Where they served: Vietnam, 8 million; Gulf, Iraq and Afghanistan wars, 4.6 million; World War II, 3.2 million; Korean War, 3.1 million; and those who served during peacetime, 6.1 million. It's important to note that some veterans served in more than one war.
So, out of those numbers above, about 430,000 served during both the Vietnam era and in the Gulf War; Korea/Vietnam, 350,000; World War II/Korea/Vietnam, 78,000; and World War II/Korea, 294,000.
While World War II vets are dying at a rate of about 1,000 a day, there were only three documented World War I vets who served with U.S. forces still living in 2006, according to the Department of Veterans Affairs.

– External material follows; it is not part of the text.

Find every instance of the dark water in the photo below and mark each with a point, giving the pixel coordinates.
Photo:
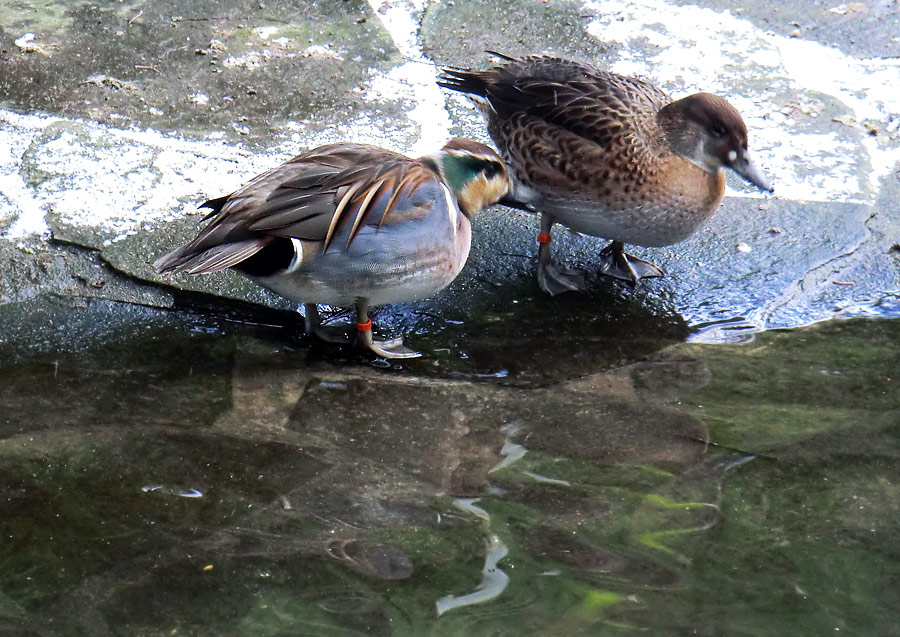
(176, 475)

The VA recorded Jan. 21, 2007, as the date of death for the last World War I veteran who was receiving compensation or a pension from the VA.
The six states with 1 million or more veterans in 2006 were California, Florida, Texas, New York, Pennsylvania and Ohio.

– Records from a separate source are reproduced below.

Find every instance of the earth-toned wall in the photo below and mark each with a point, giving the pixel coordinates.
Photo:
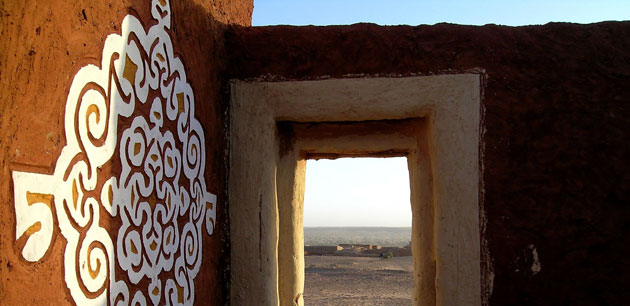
(43, 47)
(556, 105)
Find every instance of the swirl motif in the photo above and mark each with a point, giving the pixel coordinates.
(137, 111)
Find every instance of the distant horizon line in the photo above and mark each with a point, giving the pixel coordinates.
(357, 226)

Out of all veterans age 25 and older in 2006, an estimated 25 percent had at least a bachelor's degree while about 90 percent had a high school diploma or higher. About 17.4 million veterans voted in the 2004 presidential election.
The number of veterans age 18 to 64 who were in the labor force in '06 was 11.1 million. The average median income for all veterans last year was $34,437 and slightly less than 6 percent of all vets were considered to be living in poverty, according to the 2006 American Community Survey.
Vets with disabilities totaled 6.1 million last year, with 3.5 million of those 65 and older. About 2.7 million vets received compensation totaling $26.6 billion for "service-connected' disabilities that occurred as of 2006. In the last fiscal year (2006) the federal government spent an estimated $72.4 billion on veterans benefits programs, divided almost in half between compensation/pensions and medical programs.
In 2002 there were an estimated 3 million veterans who owned businesses, and about 68 percent of them were age 55 and older, according to those who responded to a Census request for data, indicating the numbers may be higher. About 7 percent of those business owners said they were disabled as a result of a new injury while activated or one that was aggravated during active military duty.One final flurry of figures: Veterans Day, which was first known as Armistice Day, began 88 years ago on the first anniversary of the end of World War I. In 1926, Congress passed a resolution for an annual observance, and by 1938, Nov. 11 became a national holiday. In 1954 President Dwight D. Eisenhower signed legislation that changed the name to Veterans Day to honor those who served in all American wars.